At one point, a fellow superhero asks Helen/Elastigirl, “How do you balance superhero stuff with the life stuff?” She never answers the question, but the answer is obvious: She doesn’t balance the two. She spends 100 percent of her time in the superhero world, and her family suffers. In the end, Elastigirl learns she can’t save the world by herself, and Mr. Incredible learns to respect his wife’s motherly skills.
Incredibles 2 is filled with messages about parenting and family. Such as children need a mom and a dad. And it takes a village to raise a child (Which we see when Edna assists Mr. Incredible.) And “you don’t have to be perfect to be a perfect parent” – as the radio commercial puts it.
“Parenting is a heroic act,” Edna says.
Incredibles 2 teaches us a lot about the family. Not bad for an animated film.
McDonald’s is a leading sponsor and already has Happy Meal toys. You’ve been warned.
The humor. It’s everywhere in this film, even in the cereals the kids eat (Bob switches out Sugar Bombs for Fiber O’s).
We expect Pixar films to be 100 percent kid-friendly, but Incredibles 2 is not. The violence and disturbing elements may be too much for little ones. It’s also disappointing to hear coarse language.
- List three lessons about the family from Incredibles 2.

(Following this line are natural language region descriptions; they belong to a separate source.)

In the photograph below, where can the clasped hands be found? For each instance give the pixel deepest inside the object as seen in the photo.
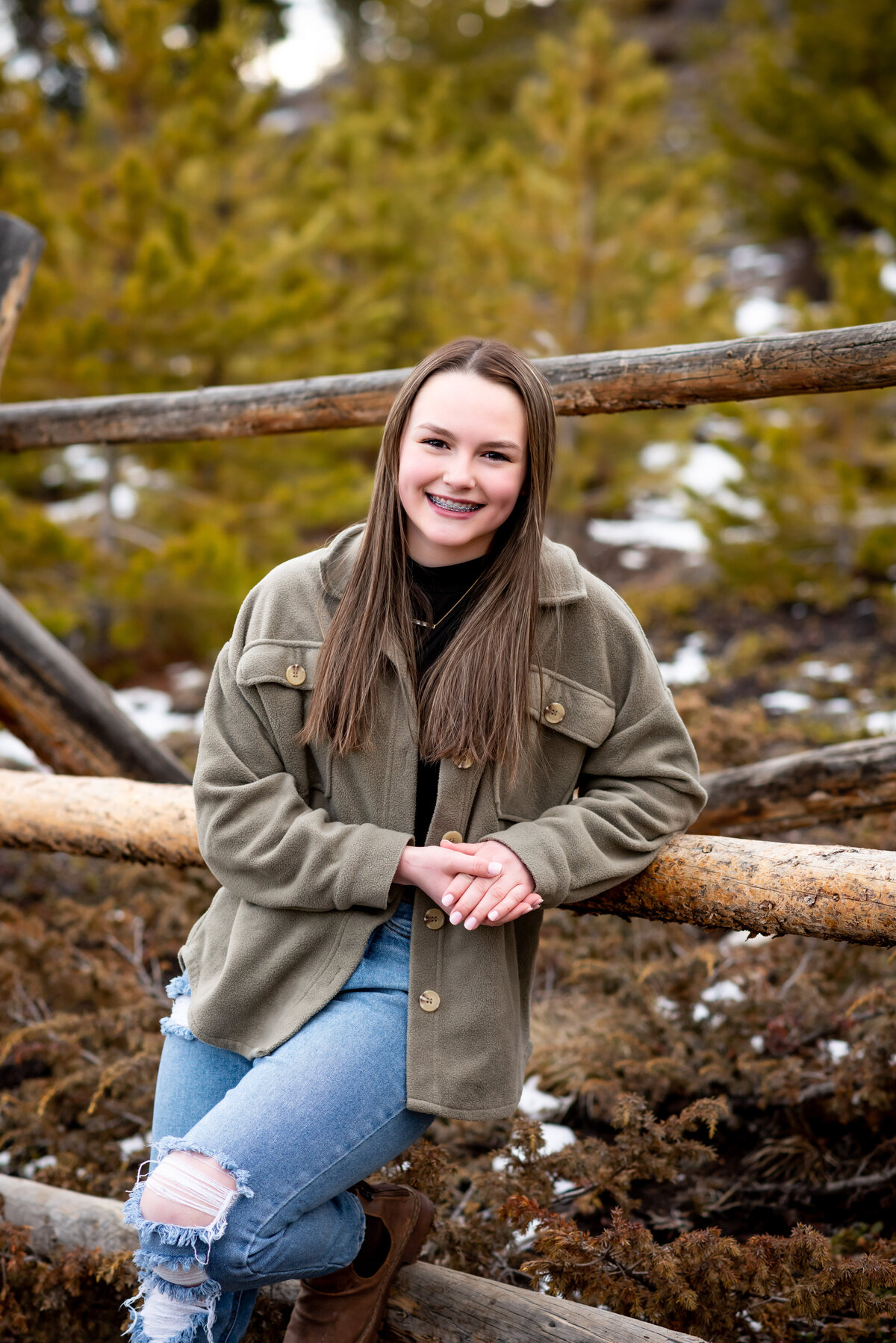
(473, 883)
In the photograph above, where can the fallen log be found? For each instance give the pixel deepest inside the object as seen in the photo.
(104, 818)
(830, 784)
(20, 249)
(768, 888)
(714, 881)
(842, 360)
(69, 719)
(428, 1304)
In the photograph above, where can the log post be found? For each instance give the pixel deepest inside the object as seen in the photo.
(829, 784)
(714, 881)
(69, 719)
(20, 250)
(842, 360)
(426, 1304)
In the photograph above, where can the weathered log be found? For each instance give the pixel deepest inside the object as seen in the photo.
(20, 249)
(771, 888)
(712, 881)
(69, 719)
(841, 360)
(426, 1304)
(829, 784)
(105, 818)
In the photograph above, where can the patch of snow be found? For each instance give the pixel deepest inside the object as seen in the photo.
(538, 1104)
(882, 723)
(723, 991)
(152, 712)
(837, 1049)
(556, 1137)
(742, 937)
(664, 533)
(688, 665)
(763, 316)
(786, 701)
(709, 468)
(657, 457)
(75, 511)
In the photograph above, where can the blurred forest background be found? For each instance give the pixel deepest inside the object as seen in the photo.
(570, 176)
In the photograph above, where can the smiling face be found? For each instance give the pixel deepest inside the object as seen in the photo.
(464, 459)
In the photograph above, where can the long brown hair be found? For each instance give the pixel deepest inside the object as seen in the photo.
(476, 696)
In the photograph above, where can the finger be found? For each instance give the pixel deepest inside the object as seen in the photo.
(499, 893)
(462, 846)
(526, 907)
(454, 890)
(496, 888)
(519, 896)
(472, 865)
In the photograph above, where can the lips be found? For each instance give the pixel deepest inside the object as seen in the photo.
(453, 505)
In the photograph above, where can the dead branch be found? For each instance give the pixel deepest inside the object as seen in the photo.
(829, 784)
(714, 881)
(426, 1304)
(842, 360)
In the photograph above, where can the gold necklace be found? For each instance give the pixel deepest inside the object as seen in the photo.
(435, 624)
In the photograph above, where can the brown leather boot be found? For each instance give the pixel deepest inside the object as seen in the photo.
(344, 1307)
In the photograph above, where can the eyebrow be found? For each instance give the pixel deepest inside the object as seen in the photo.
(447, 432)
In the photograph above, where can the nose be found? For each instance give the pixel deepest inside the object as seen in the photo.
(458, 473)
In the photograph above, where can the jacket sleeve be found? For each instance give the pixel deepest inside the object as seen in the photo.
(258, 836)
(635, 791)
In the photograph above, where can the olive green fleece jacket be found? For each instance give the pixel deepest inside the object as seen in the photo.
(305, 845)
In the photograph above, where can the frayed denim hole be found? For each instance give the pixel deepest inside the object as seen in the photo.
(178, 987)
(171, 1233)
(169, 1026)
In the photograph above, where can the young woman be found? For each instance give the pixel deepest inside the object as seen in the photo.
(415, 739)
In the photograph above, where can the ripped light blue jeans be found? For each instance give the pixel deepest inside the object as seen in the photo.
(294, 1130)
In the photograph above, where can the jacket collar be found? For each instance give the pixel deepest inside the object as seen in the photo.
(561, 582)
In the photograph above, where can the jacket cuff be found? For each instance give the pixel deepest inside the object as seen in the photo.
(543, 855)
(373, 868)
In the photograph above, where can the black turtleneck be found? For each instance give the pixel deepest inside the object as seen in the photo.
(435, 592)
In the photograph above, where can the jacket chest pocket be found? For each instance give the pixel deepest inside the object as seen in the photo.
(284, 677)
(568, 720)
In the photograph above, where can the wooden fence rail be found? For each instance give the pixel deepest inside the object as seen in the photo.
(714, 881)
(825, 786)
(428, 1304)
(842, 360)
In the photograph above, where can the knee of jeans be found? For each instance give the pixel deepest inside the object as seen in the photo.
(191, 1201)
(178, 1023)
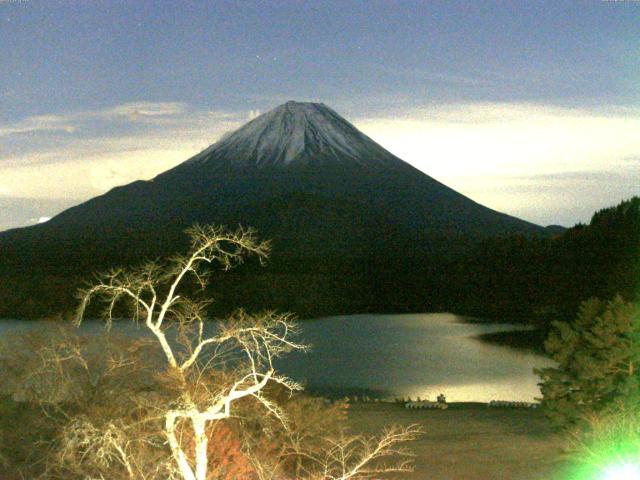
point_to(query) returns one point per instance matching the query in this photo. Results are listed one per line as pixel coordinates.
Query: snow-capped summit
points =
(295, 133)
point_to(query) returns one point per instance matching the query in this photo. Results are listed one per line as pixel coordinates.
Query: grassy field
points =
(471, 441)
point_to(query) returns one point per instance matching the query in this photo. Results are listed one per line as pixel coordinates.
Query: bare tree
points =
(212, 370)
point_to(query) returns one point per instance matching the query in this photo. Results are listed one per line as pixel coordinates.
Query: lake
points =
(407, 355)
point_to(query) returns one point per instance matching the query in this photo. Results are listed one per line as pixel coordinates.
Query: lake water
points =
(406, 355)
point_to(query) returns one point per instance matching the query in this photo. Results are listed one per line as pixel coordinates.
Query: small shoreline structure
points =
(440, 403)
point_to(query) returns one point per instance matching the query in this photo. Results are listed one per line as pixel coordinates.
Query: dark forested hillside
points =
(540, 279)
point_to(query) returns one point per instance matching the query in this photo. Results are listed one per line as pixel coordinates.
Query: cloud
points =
(40, 123)
(135, 110)
(70, 122)
(102, 155)
(544, 163)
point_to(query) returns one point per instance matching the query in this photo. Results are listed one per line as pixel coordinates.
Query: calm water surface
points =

- Do you agree that “it takes a village to raise a child”? Why or why not?
- Why did Mr. Incredible struggle with his duties at home?
- Why do moviegoers like The Incredibles so much? Is it due to the humor, or is it something deeper?
- Who was right – Bob or Helen – in the debate over unjust laws?
Entertainment rating: 3.5 out of 5 stars. Family-friendly rating: 3.5 out of 5 stars.
Incredibles 2 is rated PG for action sequences and some brief mild language.